Amor Fati – Audiobook spotlight – Stop Negative Thinking by Nick Trenton

One way of rethinking your relationship to the past is to adopt the Stoic attitude of amor fati.

In his book Enchiridion, Epictetus advises us, “Do not seek for things to happen the way you want them to; rather, wish that what happens happens the way it happens: then you will be happy.”

He tells us in a later work The Art of Living, that “prudent people look beyond the incident itself and seek to form the habit of putting it to good use.”

In his famous work Meditations, much-loved Stoic philosopher Marcus Aurelius says, “Universe, whatever is consonant with you is consonant with me; if something is timely for you, it’s neither too early nor too late for me.
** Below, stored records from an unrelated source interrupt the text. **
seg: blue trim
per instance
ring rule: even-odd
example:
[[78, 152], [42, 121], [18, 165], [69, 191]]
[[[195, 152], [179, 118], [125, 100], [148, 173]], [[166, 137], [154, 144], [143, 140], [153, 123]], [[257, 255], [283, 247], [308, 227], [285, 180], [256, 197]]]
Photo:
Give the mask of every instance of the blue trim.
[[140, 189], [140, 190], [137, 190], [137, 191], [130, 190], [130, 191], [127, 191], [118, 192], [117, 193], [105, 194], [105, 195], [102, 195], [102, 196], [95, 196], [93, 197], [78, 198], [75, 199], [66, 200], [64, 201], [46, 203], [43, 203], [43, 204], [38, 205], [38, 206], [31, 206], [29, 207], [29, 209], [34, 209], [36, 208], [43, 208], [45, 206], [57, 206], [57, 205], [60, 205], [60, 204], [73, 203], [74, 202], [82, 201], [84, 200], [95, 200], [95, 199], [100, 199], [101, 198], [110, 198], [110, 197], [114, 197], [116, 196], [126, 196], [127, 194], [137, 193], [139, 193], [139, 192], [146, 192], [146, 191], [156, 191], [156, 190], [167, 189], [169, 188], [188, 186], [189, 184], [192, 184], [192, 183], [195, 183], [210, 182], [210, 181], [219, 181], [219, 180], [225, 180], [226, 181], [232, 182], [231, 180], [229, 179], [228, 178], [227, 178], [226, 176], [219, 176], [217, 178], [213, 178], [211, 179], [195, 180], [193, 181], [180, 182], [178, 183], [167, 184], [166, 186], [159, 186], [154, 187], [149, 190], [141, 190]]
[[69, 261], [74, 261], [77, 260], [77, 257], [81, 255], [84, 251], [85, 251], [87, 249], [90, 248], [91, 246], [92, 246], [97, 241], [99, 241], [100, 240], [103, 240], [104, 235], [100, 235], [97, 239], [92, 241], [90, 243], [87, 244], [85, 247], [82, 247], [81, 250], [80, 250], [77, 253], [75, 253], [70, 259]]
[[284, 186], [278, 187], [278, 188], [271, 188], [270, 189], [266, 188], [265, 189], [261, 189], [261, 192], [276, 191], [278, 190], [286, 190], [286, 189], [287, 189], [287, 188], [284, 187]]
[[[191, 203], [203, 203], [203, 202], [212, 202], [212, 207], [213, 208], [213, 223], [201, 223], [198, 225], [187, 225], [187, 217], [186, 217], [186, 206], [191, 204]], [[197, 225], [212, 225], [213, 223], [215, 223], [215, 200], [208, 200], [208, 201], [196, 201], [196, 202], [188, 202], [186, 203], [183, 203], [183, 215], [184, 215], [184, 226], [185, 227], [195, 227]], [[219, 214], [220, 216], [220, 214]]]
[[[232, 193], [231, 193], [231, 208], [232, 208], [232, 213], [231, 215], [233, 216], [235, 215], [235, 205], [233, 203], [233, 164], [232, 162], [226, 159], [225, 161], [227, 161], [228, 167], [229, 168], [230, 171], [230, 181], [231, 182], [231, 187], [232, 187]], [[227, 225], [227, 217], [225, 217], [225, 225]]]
Nature, everything is fruit to me that your seasons bring; everything comes from you, everything is contained in you, everything returns to you.”

Though the original principles came from Stoic philosophers like Seneca and Aurelius, it was also the philosopher Friedrich Nietzsche who revived the theme in his book Ecce Homo, saying, “My formula for greatness in a human being is amor fati: that one wants nothing to be different, not forward, not backward, not in all eternity. Not merely bear what is necessary, still less conceal it—all idealism is mendacity in the face of what is necessary—but love it.”